Notes on Statistical Analysis used in SPC Control

Statistical analysis of a process is based on probabilities, not certainties. When you are monitoring a process, and an SPC chart has a point which is equal to or exceeds a control limit, it does not mean the process out of control. In a typical Shewhart-style control chart with 3-sigma limits, the odds that a given sample interval will randomly exceed the control limits is (1.0 – 3sigma) = 1.0 – 0.9973 = 0.0027, or 1 in 370. So what it does mean is that you should monitor the control process more carefully, and if the control infractions continue, something is probably trending wrong (out of control) with the process.

When you are monitoring a Variable Control Chart that uses numeric sample data, the difference between being > (or <) than the upper control limit, or >= (or <=) than the lower control limit, is not significant. Because the difference between a > test, and a >= test is much, much, less than the numeric precision of the sampled items you are measuring. It would be like doing your taxes to the 0.000001 of a cent, when all of the important values are measured in whole $ dollars amounts.
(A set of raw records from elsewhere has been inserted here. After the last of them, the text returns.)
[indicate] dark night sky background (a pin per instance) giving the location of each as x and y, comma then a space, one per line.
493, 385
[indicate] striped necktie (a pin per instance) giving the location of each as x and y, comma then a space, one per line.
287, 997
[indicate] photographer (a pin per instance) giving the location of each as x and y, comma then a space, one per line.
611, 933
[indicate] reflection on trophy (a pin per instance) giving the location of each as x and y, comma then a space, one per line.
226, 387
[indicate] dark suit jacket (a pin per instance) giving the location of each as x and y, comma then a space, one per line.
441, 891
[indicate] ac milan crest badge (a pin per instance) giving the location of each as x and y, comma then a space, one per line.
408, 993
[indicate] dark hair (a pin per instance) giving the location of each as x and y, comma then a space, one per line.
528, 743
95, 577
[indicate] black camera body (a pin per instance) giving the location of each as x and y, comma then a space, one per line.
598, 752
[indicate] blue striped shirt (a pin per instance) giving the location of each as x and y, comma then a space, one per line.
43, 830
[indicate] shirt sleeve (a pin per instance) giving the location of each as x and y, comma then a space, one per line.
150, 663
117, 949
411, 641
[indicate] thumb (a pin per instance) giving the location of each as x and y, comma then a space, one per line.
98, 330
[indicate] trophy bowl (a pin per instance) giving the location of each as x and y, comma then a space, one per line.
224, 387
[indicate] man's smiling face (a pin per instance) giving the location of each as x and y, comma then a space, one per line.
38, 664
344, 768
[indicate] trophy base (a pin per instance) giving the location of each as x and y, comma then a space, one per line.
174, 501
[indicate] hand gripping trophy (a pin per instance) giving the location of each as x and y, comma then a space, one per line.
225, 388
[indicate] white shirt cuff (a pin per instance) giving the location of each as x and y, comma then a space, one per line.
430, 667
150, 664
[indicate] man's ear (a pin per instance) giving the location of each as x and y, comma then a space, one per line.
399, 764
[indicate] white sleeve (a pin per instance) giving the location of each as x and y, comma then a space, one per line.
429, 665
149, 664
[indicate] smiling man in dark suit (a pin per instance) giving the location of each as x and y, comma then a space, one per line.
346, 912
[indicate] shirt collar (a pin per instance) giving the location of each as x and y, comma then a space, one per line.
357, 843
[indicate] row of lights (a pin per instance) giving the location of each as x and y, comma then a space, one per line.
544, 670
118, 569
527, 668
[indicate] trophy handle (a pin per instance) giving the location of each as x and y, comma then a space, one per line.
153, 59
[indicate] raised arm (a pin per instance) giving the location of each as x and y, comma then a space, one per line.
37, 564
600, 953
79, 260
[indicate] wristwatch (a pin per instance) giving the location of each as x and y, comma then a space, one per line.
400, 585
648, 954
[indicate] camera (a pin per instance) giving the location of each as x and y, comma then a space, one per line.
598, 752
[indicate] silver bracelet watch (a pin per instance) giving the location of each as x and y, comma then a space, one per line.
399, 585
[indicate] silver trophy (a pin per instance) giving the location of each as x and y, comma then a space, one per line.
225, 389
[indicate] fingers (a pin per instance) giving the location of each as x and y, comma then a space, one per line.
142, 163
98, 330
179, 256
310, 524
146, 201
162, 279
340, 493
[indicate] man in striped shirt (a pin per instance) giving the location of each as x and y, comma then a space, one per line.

If you are near, at, or exceed the 3-sigma limit you should interpret that as a high probability that the process is out of control.
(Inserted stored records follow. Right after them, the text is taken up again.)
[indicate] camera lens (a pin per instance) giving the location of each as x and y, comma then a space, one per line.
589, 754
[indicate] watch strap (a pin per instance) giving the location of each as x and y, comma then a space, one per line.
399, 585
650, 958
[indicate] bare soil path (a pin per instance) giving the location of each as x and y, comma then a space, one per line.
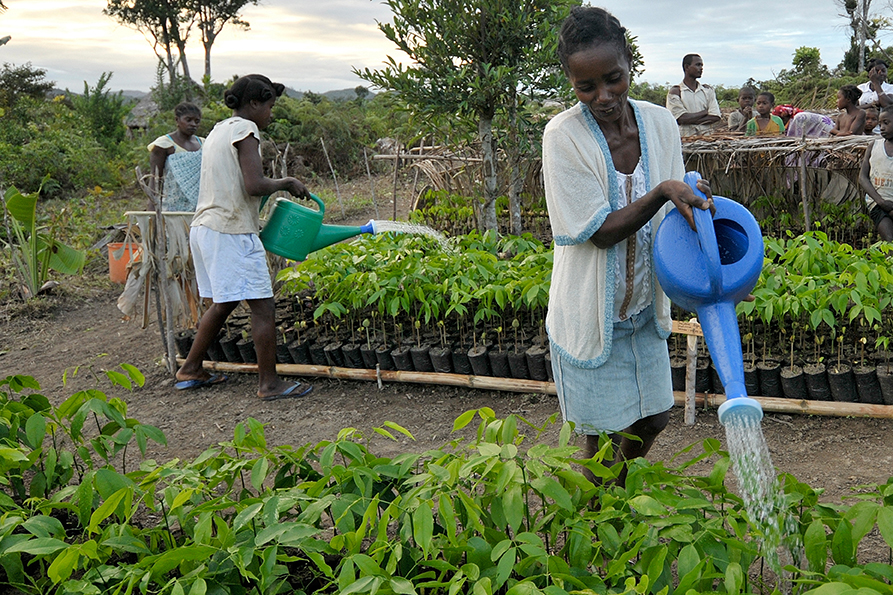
79, 332
76, 337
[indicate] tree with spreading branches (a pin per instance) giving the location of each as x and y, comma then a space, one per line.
471, 61
212, 16
164, 23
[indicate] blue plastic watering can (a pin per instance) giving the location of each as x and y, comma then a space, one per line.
708, 272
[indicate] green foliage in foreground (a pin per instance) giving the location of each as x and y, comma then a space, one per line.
494, 514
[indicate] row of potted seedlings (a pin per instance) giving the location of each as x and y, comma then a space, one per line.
401, 302
446, 354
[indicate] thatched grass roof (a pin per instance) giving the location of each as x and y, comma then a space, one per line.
747, 168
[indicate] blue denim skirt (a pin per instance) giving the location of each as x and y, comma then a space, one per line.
633, 383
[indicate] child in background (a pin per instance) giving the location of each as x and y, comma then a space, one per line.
871, 120
765, 123
852, 120
177, 159
230, 261
876, 176
738, 119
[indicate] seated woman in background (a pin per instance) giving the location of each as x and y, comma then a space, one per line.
765, 123
852, 120
176, 158
877, 91
871, 115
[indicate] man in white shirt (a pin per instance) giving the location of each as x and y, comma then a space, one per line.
692, 104
877, 91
If you are monitoring an Attribute Control Chart, which by definition uses integer based sample data, (i.e. number of defects or number of defective parts), the difference between being > (or <) than the upper control limit, or >= (or <=) than the lower control limit, can be very significant. Because the difference between a > test, and a >= test (i.e. one whole integer unit) is much greater than the precision of the sampled items you are measuring.

All manufacturing processes are going to have an inherent mean and sigma (the measure of the process variation in terms of the overall standard deviation) value. Statistics can calculate an estimate of the mean and sigma values. But it is only an estimate. This is where sampling theory comes in. Depending on the sampling strategy, there will usually be one specific chart type which is optimal. The range method of estimating a sample populations variance, used in the XBar-R chart, has long been popular in quality control since it was first formalized in the 1920’s, no doubt because of its ease of application in the days before calculators and computers. Estimating the sample standard deviation using the range method is 100% effective for 2 points, and 87% effective for 9 points. Median-Range charts are still used for a slightly different reason. When the sample subgroup data tends to be highly skewed, i.e. it does not follow a normal distribution) the median value of the subgroup can be a more accurate way to estimate the sample subgroup mean than the actual mean calculation.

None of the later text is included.